🤖 AI Summary
Existing concept erasure methods for text-to-image diffusion models (e.g., Stable Diffusion) struggle to simultaneously achieve effective removal of harmful concepts and preserve generative capability, posing significant safety risks from model misuse.
Method: We propose a key-step concept erasure method that leverages the iterative denoising nature of diffusion processes. By performing concept sensitivity analysis, we identify the most influential denoising timesteps for generating the target concept and apply targeted fine-tuning exclusively at those steps. Our approach designs task-specific key-step selection strategies, drastically reducing parameter updates while enhancing both erasure precision and generation fidelity.

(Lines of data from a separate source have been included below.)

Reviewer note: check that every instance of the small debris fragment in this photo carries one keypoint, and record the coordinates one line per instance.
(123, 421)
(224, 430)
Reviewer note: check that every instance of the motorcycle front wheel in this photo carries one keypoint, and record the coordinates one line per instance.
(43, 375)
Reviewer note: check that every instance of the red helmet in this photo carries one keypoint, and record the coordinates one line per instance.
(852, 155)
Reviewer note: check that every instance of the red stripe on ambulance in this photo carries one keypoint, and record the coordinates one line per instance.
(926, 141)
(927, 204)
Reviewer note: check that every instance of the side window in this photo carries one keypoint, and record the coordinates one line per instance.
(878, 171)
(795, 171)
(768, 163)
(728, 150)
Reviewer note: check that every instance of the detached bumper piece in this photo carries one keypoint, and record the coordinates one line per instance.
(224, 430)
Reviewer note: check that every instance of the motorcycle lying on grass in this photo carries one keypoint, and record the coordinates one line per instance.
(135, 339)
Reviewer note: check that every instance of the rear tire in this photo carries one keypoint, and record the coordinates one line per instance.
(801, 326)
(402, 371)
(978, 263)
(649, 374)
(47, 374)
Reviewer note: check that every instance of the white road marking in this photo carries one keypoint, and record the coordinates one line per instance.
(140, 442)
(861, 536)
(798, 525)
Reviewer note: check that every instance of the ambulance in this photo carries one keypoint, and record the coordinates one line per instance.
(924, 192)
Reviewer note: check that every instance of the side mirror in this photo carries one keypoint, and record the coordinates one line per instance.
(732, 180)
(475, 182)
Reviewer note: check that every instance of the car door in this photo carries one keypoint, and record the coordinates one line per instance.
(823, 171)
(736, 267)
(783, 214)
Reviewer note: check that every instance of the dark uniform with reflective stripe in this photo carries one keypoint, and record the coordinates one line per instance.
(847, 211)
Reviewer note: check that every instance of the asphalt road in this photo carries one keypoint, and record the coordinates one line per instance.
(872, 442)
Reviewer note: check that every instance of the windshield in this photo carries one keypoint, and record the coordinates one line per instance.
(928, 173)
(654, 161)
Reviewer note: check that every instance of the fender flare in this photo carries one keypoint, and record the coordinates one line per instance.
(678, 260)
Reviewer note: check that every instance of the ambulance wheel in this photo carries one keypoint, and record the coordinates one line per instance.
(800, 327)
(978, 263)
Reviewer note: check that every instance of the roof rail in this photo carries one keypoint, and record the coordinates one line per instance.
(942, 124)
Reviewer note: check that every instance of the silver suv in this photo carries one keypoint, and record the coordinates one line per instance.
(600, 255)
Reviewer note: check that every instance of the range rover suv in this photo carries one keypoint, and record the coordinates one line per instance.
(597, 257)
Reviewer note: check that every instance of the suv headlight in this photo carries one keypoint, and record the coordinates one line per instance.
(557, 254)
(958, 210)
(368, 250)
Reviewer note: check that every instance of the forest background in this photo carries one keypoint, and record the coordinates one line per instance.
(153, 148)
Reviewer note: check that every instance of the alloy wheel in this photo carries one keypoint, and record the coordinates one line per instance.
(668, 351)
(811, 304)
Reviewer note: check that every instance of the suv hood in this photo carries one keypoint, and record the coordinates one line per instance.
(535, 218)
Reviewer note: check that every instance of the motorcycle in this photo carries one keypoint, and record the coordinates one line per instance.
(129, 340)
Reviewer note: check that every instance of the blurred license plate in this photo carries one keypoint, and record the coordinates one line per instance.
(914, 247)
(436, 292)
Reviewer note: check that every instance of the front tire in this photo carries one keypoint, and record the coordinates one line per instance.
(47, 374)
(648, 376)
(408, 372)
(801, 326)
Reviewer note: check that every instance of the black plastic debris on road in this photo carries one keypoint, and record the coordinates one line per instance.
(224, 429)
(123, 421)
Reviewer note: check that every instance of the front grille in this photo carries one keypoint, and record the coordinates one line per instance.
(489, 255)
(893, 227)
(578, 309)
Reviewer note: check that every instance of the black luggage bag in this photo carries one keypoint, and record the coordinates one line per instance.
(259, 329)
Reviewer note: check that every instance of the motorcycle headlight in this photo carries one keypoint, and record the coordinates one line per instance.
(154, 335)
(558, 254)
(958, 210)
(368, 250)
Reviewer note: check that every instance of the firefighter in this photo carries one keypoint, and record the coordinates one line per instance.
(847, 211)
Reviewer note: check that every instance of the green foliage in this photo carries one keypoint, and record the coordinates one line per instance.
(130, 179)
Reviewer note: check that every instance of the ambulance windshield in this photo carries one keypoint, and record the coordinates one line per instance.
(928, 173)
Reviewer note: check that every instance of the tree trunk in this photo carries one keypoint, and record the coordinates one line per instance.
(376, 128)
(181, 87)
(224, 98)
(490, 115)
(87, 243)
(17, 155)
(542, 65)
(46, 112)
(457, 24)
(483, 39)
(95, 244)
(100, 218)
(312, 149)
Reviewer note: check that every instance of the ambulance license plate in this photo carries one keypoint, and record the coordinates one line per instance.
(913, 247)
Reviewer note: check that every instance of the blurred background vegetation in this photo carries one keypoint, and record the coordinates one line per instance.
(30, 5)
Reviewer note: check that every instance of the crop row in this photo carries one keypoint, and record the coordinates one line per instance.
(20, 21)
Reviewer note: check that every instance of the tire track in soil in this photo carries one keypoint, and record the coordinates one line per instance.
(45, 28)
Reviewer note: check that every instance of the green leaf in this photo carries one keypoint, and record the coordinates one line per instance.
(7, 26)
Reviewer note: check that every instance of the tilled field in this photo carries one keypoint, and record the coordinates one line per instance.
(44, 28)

Results: Experiments across multiple benchmarks demonstrate that our method effectively blocks harmful content generation while outperforming state-of-the-art erasure techniques in text-image alignment, image quality, and other key metrics—thereby better preserving the model’s original generative performance.
📝 Abstract
Text-to-image diffusion models (T2I DMs), represented by Stable Diffusion, which generate highly realistic images based on textual input, have been widely used. However, their misuse poses serious security risks. While existing concept unlearning methods aim to mitigate these risks, they struggle to balance unlearning effectiveness with generative retainability.To overcome this limitation, we innovatively propose the Key Step Concept Unlearning (KSCU) method, which ingeniously capitalizes on the unique stepwise sampling characteristic inherent in diffusion models during the image generation process. Unlike conventional approaches that treat all denoising steps equally, KSCU strategically focuses on pivotal steps with the most influence over the final outcome by dividing key steps for different concept unlearning tasks and fine-tuning the model only at those steps. This targeted approach reduces the number of parameter updates needed for effective unlearning, while maximizing the retention of the model's generative capabilities.Through extensive benchmark experiments, we demonstrate that KSCU effectively prevents T2I DMs from generating undesirable images while better retaining the model's generative capabilities.Our code will be released.